2. The details of the Scheme are:

(a) The rate of interest equalization @ 3% per annum is available on Pre Shipment Rupee Export Credit and Post Shipment Rupee Export Credit.

(b) The scheme is applicable w.e.f 01.04.2015 for 5 years .Government,

(c) All exports under 416 tariff lines [at ITC (HS) code of 4 digit] as per Annexure A and exports made by Micro, Small & Medium Enterprises (MSMEs) across all ITC (HS) codes.

(d) Scheme is not applicable to merchant exporters.

(e) Banks are required to completely pass on the benefit of interest equalization, as applicable, to the eligible exporters upfront and submit the claims to RBI for reimbursement, duly certified by the external auditor.

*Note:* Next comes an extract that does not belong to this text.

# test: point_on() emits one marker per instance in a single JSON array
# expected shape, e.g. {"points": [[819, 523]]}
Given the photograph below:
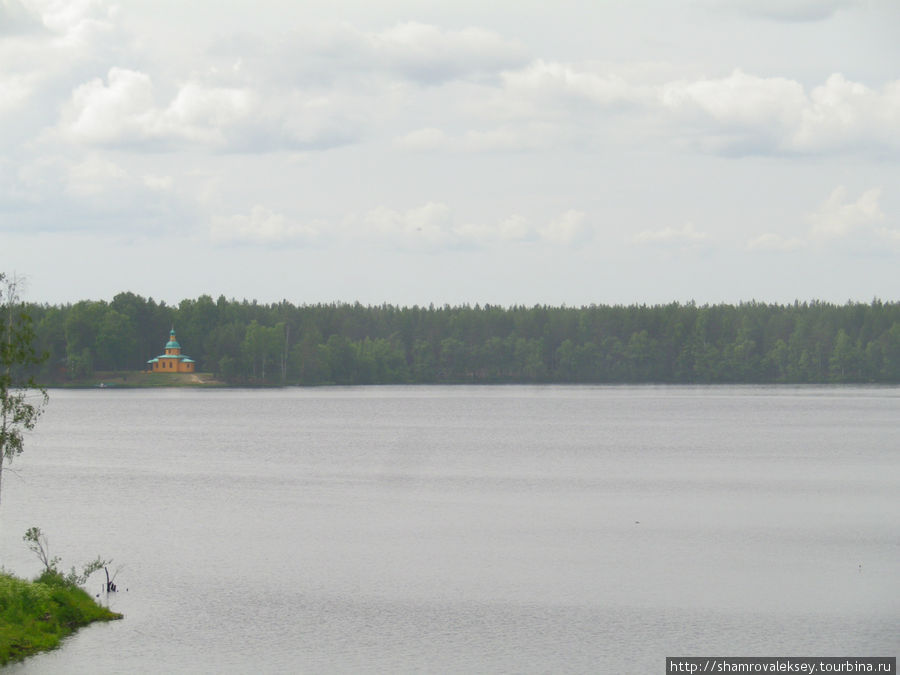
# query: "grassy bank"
{"points": [[36, 616]]}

(f) Ministry of Commerce and Industry Places funds in advance with RBI for a requirement of one month and reimbursement is made on a monthly basis through a revolving fund system.

Please Note:

1. The scheme is applicable only to Manufacturer exporters. The export the conditions of what amounts to manufacture as defined in the FTP

(Para 9.31  “Manufacture” means to make, produce, fabricate, assemble, process or bring into existence, by hand or by machine, a new product having a distinctive name, character or use and shall include processes such as refrigeration, re-packing, polishing, labeling, Re-conditioning repair, remaking, refurbishing, testing, calibration, re-engineering.))

2. Manufacturing must satisfy the Origin Rules on what constitutes manufacture. This means para 2.108 of the FTP must be followed. It states:

2.108 Rules of Origin (Non-Preferential)

(a) Rules of Origin (Non-Preferential) criteria are as under:

(I) Goods are to be manufactured by the exporting entity as per the definition of “Manufacture” in Paragraph 9.31 of FTP; and

(II) If imported inputs (Duty Paid or Duty Free) have been used for the production of export product, the export product can be considered to be originating in India (Non Preferential) only if the imported inputs undergo the processing / operations that exceed the following:

(i) simple operations consisting of removal of dust, sifting or screening, sorting, classifying, matching (including the making-up of sets of articles), washing, painting, cutting; - 4 –

(ii) changes of packing and breaking up and assembly of consignments;

(iii) simple cutting, slicing and repacking or placing in bottles, flasks, bags, boxes, fixing on cards or boards, and all other simple packing operations;

(iv) operations to ensure the preservation of products in good condition during transport and storage (such as drying, freezing, keeping in brine, ventilation, spreading out, chilling, placing in salt, sulphur dioxide or other aqueous solutions, removal of damaged parts, and like operations);

(v) affixing of marks, labels or other like distinguishing signs on products or their packaging;

(vi) simple mixing of products ;

(vii) simple assembly of parts of products to constitute a complete product;

(viii) disassembly;

(ix) slaughter which means the mere killing of animals; and

(x) mere dilution with water or another substance that does not materially alter the characteristics of the products.

Special Value Add Norms for Telecom sector:

The Ministry of Commerce, however, said in the scheme that Telecom products would be covered under a special scheme for value addition. The extract from the circular states:

“(h) Telecom product exports would, after notification of the guidelines by the Department of Telecommunications, however, be subject to minimum value addition as notified by Department of Telecommunications, to be eligible under the scheme”

The Department of Telecomm has now released the value addition norms for this sector. Notification no 18-34/2013/IP dated 28th November, 2016 is attached.

The Highlights are:

1. Value addition norms are very high. Imported inputs must not more than 60 percent in the final products and

2. Manufacture must be from CKD including PCBA.

3. In the case of mobiles which fall under 85171290 HS for complete mobiles and 851770 HS for Parts, the criteria for import content is lowered to 80 percent of the export value.